Automotive intelligence firm S&P Global Mobility is predicting that if President Donald Trump’s proposed tariffs lead to a trade war, there’s a 50 percent chance that the auto industry could enter a long period of disruption.
According to The Detroit Free Press, the firm has put out three possible scenarios that could play out, depending on how the trade wars go. In one, production could drop by 20,000 vehicles per day just a week from yesterday.
From S&P via Freep:
“Although some contend that tariffs on the auto industry may boost U.S. manufacturing, only GM, Ford and Stellantis have excess capacity to increase U.S. production, and automakers are not likely to be able to make such a change quickly or cost-effectively,” S&P Global’s report said. “A production shift would also require suppliers to relocate.”

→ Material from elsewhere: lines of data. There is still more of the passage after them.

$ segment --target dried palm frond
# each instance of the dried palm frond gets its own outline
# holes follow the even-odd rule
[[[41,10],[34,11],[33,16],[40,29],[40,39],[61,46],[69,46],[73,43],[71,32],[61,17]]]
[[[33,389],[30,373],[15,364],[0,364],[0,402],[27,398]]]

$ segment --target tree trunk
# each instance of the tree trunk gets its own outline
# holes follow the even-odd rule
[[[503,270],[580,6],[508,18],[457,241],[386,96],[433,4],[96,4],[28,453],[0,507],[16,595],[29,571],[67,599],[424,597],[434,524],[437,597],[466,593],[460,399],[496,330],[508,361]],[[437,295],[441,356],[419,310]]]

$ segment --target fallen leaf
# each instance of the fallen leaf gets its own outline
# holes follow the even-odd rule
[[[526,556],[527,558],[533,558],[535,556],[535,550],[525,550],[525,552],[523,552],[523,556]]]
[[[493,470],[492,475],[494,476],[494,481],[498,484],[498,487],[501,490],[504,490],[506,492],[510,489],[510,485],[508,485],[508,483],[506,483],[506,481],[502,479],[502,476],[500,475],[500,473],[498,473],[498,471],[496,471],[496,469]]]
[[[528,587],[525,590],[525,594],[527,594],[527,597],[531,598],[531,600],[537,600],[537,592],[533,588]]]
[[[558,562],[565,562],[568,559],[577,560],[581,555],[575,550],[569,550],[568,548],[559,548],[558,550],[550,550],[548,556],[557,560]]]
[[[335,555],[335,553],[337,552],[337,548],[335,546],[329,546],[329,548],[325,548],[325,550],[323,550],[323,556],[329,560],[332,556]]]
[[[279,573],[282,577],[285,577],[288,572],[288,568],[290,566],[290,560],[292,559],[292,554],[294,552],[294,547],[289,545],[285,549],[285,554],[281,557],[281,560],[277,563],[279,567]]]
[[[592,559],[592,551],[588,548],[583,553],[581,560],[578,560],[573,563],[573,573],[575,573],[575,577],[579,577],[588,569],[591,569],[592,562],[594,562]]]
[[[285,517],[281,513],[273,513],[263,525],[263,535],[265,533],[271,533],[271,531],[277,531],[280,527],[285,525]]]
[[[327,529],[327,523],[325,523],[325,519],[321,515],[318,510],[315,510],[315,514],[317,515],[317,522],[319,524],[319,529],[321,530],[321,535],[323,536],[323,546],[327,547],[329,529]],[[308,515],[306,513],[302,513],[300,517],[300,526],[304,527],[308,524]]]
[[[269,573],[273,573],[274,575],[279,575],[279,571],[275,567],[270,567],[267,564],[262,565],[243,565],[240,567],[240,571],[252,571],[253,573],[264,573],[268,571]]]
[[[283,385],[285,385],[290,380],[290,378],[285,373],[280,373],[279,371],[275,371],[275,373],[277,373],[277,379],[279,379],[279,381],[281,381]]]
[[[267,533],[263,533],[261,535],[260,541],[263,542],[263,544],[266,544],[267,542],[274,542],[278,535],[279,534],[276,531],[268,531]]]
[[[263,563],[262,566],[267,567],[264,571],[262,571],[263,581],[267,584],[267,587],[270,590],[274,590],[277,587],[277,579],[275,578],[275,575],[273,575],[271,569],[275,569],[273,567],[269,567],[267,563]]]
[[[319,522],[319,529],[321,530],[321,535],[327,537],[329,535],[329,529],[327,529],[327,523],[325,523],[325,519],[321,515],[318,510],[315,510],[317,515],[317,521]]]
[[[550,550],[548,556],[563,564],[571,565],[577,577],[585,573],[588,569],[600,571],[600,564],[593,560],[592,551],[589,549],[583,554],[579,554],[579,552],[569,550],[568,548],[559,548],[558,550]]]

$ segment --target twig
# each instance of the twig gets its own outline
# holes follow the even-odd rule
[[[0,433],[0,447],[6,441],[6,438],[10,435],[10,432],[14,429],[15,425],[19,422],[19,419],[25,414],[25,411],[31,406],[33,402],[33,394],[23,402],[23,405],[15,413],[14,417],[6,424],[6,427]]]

S&P says that the chance of a quick resolution to the tariff issues is only 30 percent.
S&P further points out that the auto industry doesn’t like to invest without long-term stability. Tariffs aren’t the only thing causing uncertainty that could delay investment and the development of future vehicles — there is also confusion over what may happen with fuel economy and emissions regulations.
Again from S&P via the Freep:
“With tariffs now imposed on Canada and Mexico, we expect significant disruption in the region. S&P Global Mobility sees potential for North American production to drop by up 20,000 units per day within a week,” the report stated. “We now expect that the tariff posture, messaging and coverage through 2025 will be erratic, placing (automakers) and suppliers’ mid- or long-term vehicle and facility planning in a virtual gridlock.”
For now, Trump has enacted 20 percent tariffs on China and put 25 percent tariffs on Canadian and Mexican products, but exempted automakers that are part of the USMCA until April 2. He’s also put 25 percent tariffs on steel and aluminum coming in from all countries. Canada and the European Union have hit back with tariffs on American goods — the EU, for example, is tariffing motorcycles.
China has retaliated, too, with tariffs on chicken, beef, pork, soybeans, fruit, wheat, and corn.
For a vehicle to be USMCA compliant, it must have 75 percent of its content sourced from Canada, Mexico, or the U.S. Additionally, 40 percent of core parts and 70 percent of steel and aluminum must be sourced from the region, and wage requirements also must be met.
Given the complexity of supply chains, it’s hard to say exactly which cars are compliant. S&P says Canadian-built vehicles with engines and transmissions sourced from USMCA countries are the most likely to comply. That means Stellantis, General Motors, and Toyota are the most likely to comply. Honda imports some of its transmissions, and Ford also might not be compliant. S&P says Nissan likely is, as is Mazda, despite importing some transmissions. Hyundai/Kia are likely to be compliant, but it’s harder to tell with Volkswagen. BMW and Mercedes-Benz are unlikely to be compliant because they source engines and transmissions from Europe.
S&P’s three scenarios are this: quick resolution, extended disruption, and tariff winter. That last one means tariffs would continue for a long time and cars would cost more, either because of the tariffs or because automakers would shift some production back to the U.S. and incur higher labor costs. The costs of tariffs or more-expensive labor would be passed on to the consumer. In this last scenario, sales would tumble about 10 percent in the U.S.
S&P does expect some production to shift back to the U.S., either because of the tariffs or because an automaker had already decided to build a certain model in the States but had yet to announce it. Still, it would take time to shift production and sales would likely drop before that can happen.